= Ali Muhammad Khan Dehlavi =

Sir Ali Muhammad Khan Dehlavi (1875 – April 14, 1952) was an Indian politician, educationist, Muslim reformist and a leader in the Pakistan Movement and a Muslim reformist.

==Early life==
Dehlavi was born in 1875 in Mumbai, to Khan Bahadur Khan. Dehlavi himself had six sons and one daughter. Saadullah Khan Dehlavi, Samiullah Khan Dehlavi, Asadullah Khan Dehlavi, Habibullah Khan Dehlavi, Sikandaruallh Khan Dehlavi, Zareena Khanum Dehlavi and Sultan Ahmed Khan Dehlavi. Samiullah Khan Dehlavi, later rose up to become Ambassador of Pakistan to several countries and the Foreign Minister of Pakistan.

Although he spent most of his life in Bombay, Dehlavi also went to London for higher education during his early adulthood.
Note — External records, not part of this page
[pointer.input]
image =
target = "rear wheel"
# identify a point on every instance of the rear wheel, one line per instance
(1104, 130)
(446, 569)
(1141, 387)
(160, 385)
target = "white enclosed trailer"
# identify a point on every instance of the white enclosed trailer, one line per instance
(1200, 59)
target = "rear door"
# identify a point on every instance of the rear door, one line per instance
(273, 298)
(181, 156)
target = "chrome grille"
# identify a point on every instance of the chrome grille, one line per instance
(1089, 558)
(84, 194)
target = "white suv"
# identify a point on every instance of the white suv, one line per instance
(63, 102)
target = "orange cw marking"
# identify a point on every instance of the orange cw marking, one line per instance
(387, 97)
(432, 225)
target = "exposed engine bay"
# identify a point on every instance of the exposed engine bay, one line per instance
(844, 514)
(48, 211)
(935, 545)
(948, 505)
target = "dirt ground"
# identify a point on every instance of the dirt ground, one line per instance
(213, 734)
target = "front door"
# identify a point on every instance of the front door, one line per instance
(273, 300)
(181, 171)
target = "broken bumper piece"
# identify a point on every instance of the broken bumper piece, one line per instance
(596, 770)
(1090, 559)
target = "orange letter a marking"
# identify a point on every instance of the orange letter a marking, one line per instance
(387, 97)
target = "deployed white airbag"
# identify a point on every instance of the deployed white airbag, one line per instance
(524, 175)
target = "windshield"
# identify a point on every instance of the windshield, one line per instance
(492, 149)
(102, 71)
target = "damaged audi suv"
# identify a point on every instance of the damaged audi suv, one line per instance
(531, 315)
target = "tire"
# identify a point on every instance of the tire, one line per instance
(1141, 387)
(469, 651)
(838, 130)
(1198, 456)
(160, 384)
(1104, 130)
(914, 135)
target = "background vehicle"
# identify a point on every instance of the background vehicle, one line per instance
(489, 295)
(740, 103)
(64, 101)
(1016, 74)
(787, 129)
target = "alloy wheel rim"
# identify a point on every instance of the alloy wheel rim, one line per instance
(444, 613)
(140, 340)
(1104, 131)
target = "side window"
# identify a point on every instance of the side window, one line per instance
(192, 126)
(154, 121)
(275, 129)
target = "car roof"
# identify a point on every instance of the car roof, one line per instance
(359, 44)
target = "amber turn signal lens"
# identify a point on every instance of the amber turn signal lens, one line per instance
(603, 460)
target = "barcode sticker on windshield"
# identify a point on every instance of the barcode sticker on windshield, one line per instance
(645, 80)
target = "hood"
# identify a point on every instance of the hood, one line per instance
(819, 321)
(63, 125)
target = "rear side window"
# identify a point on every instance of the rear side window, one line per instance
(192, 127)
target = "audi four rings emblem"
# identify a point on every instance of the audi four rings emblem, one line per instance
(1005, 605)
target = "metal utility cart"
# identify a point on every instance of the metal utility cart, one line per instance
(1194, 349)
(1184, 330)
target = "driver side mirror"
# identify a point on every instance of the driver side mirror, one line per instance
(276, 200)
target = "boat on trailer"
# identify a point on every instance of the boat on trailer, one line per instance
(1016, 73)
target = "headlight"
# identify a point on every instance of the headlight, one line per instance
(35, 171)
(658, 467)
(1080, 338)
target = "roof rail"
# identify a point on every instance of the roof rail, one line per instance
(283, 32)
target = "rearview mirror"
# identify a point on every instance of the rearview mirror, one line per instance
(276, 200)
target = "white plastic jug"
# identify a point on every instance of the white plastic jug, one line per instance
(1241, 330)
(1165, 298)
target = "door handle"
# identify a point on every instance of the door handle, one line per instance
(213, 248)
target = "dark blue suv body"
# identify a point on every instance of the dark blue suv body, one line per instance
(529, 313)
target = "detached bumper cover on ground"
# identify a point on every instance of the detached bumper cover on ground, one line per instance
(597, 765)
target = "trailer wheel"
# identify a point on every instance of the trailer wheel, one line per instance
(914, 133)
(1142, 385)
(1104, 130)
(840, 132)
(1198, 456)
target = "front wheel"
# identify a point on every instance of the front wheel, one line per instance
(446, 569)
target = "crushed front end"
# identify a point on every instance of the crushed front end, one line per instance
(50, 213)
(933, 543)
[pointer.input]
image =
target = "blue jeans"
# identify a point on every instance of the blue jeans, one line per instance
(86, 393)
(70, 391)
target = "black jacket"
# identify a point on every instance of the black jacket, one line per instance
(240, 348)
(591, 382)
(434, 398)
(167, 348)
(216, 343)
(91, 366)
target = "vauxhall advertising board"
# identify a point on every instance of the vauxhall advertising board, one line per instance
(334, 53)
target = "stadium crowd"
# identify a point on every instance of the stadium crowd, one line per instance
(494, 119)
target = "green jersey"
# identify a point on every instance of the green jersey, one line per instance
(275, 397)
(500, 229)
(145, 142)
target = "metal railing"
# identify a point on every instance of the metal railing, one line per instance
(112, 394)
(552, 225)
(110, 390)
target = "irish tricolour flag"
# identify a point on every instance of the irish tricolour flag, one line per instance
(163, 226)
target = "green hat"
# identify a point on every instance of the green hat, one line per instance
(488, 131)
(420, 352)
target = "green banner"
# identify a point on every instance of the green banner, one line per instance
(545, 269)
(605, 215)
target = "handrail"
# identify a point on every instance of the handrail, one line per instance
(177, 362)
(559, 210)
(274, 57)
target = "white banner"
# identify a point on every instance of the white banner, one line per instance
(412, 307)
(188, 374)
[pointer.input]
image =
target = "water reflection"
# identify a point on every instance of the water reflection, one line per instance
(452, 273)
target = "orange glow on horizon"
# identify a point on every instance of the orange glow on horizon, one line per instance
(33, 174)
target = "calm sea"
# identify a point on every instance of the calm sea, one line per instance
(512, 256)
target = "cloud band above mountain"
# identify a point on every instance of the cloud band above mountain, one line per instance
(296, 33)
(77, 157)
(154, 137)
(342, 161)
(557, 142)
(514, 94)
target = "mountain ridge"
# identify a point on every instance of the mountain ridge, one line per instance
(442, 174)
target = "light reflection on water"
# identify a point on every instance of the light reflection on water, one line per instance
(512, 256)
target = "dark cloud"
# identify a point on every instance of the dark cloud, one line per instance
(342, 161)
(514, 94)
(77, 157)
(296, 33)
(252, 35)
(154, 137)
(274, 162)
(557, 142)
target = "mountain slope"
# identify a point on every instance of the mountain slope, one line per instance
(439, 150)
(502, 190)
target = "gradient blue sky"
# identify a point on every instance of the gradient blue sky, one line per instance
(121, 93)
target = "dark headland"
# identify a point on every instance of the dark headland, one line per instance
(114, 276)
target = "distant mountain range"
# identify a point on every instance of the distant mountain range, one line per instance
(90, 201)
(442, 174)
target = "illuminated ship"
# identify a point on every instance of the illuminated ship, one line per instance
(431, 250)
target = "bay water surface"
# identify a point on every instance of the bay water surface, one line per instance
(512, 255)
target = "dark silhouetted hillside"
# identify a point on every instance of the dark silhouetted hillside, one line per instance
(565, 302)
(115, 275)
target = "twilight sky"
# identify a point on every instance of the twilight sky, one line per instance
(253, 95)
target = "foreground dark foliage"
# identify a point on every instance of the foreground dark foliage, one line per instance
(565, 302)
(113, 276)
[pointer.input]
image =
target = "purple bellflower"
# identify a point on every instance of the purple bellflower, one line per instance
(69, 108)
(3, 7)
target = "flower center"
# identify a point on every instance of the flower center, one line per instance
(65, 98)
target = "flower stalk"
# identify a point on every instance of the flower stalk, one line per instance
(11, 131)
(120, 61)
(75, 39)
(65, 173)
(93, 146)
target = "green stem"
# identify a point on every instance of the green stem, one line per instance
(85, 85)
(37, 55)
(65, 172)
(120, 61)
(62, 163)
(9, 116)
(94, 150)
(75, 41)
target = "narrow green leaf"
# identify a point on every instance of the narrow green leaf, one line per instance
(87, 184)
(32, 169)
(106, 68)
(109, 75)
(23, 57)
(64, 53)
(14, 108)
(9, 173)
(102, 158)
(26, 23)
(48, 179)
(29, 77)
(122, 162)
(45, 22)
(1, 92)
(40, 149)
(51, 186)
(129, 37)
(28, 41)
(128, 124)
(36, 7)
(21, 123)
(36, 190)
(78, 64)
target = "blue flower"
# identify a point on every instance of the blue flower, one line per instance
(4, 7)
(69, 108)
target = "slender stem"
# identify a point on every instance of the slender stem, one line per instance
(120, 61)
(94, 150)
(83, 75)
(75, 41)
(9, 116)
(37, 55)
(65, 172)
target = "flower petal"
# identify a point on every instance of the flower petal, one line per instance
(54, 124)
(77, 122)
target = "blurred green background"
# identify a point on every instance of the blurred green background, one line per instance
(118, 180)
He returned to India from Britain in 1896, to set up a law firm in Gujarat, Punjab. In 1900 he moved his practice to Hyderabad, Sind, and continued it for the next eight years.

==Educational work==
Dehlavi started various literary publications, including an Anglo-Indian publication called "Al-Haq", which was intended to uplift and highlight the problems faced by the farmers and land owners of Sind. He remained its editor for several years. In 1902 he organised a Muslim Educational Conference in Hyderabad, for reasons pertaining to the falling standards of education of Muslims of India, and served as the Secretary of Education of the All India Muslim League. He presided over the 10th Residency Presidential Educational Conference.

==Political life==
Dehlavi started his political career participating in the 1906 session of the All India Muslim League, and in December 1906 was included in the divisional committee of the Muslim League. He also had ties with Muhammad Ali Jinnah which were according to some scholars, later disturbed near the establishment of Pakistan in 1947. In 1907 he served as one of the chief organisers of the All India Muslim League meeting in Karachi. He stated in that session that if the Muslim League were to continue its operations in a hard working manner and according to the constitution, it would undoubtedly become a formidable political force. In the 1908 session at Aligarh he was selected as a member of the central committee, and in the same year was appointed Diwan for the state of Mangrol, a title he held until 1916. From 1924 to 1927 he served as a member of the Bombay Legislative Council, sitting as the minister for excise, forests and registration. In 1927, he was re-elected into the Bombay Legislative Council as President. He was then again re-elected as a member of the Legislative Council and remained there until 1937. He served as the minister for local self-government from 1936 to 1937.

After the Government of India Act 1935 came into force, provincial elections were held in 1937, and Dehlavi was elected as a member of the Legislative Assembly. The same year, he was elected as the party leader of the Muslim League in his province and served as leader of opposition until 1946. Dehlavi retired from politics in 1946, dying a few years later.